Брюнетка с квадратными чертами лица и загорелой кожей держится стойче остальных, но даже она под вечер едва переставляет ноги. Единственной, кто не высказывает ни единой жалобы, является блондинка – самая худенькая и низенькая девушка в группе, со странной прямоугольной коробкой на шее. Иногда она смотрит в блестящее отверстие короба, словно может рассмотреть в нем то, чего не позволяет увидеть человеческий глаз. Силкэ подозревает, что спуск дается ей не менее тяжело, чем остальным, и невольно проникается уважением к мужеству незнакомки. Для самого саалла этот день – своего рода обряд очищения. Из-за возраста он давно не поднимался на вершину и рад провести лишний день на священной горе, хоть и понимает, какие это может повлечь последствия. Наверняка Калиго уже наблюдает за ними.
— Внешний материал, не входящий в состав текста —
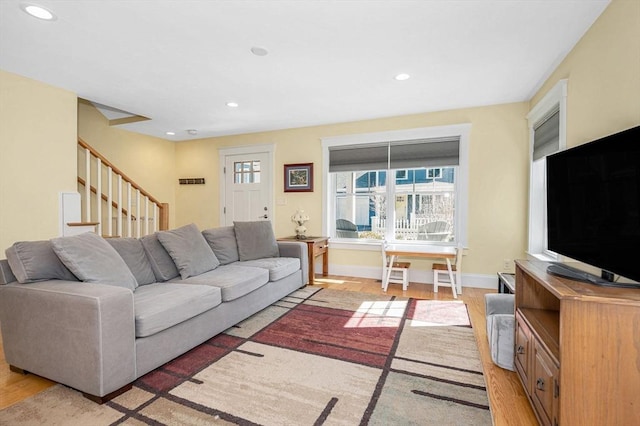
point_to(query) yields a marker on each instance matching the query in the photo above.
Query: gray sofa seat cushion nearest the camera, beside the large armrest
(163, 305)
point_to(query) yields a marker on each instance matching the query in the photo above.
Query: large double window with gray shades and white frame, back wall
(425, 200)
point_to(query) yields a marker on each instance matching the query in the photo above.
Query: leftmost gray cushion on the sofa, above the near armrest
(32, 261)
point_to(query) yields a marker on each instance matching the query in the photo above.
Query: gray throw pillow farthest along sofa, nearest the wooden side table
(256, 240)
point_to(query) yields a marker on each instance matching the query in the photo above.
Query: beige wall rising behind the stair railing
(148, 161)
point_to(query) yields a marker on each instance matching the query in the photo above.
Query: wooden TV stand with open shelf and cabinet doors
(577, 348)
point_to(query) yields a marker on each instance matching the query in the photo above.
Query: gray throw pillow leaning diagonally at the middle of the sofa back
(189, 250)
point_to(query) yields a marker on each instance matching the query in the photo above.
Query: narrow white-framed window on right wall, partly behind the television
(547, 134)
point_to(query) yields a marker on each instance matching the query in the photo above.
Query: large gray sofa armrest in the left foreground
(78, 334)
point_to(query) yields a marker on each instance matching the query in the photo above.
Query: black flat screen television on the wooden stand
(593, 207)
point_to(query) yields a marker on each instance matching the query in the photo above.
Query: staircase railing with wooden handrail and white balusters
(112, 203)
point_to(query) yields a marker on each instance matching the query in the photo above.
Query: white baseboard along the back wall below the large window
(415, 275)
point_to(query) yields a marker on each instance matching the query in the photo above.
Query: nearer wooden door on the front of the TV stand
(545, 385)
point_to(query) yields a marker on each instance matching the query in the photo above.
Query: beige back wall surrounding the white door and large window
(497, 182)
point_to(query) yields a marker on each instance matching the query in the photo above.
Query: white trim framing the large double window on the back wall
(462, 131)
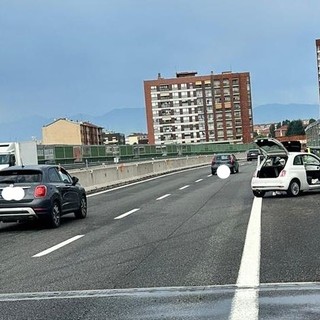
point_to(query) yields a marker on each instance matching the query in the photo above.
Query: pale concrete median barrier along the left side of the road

– Хаатэ, – останавливает он Иви жестом, когда та ступает по нетронутой заснеженной корке.
– Что такое? – застывает за ее спиной Элиот.
– Слышать этот звук?
Блондинка приподнимает края шапки, улавливая едва заметный свист, доносящийся из-под сугробов.
– Это значить, что под снег есть пустота. А этот спрангру на снег, – показывает он рукой на едва заметные трещинки на снежной корочке, – мочь привести к снёрфлоге. Идти в обход.
Эл переводит непонимающий взгляд на Ивейн, и она объясняет ему, что Силкэ предупреждает об опасной зоне, в которую лучше не соваться, чтобы не наткнуться на лавину. Недолго думая, Элиот поворачивает назад, подмечая, как со временем меняется походка местного. Становится все быстрее, размашистее, словно он куда-то или от кого-то бежит. Раньше он шел осторожно, ведь на склоне такого уклона можно легко свернуть шею, но сейчас без понятной причины начал почти мчаться вниз, при том, что снаряжения в его рюкзаке не меньше, чем у остальных. Возможно, он спешит преодолеть этот холм до прихода темноты, но что-то в поведении аборигена явно настораживает.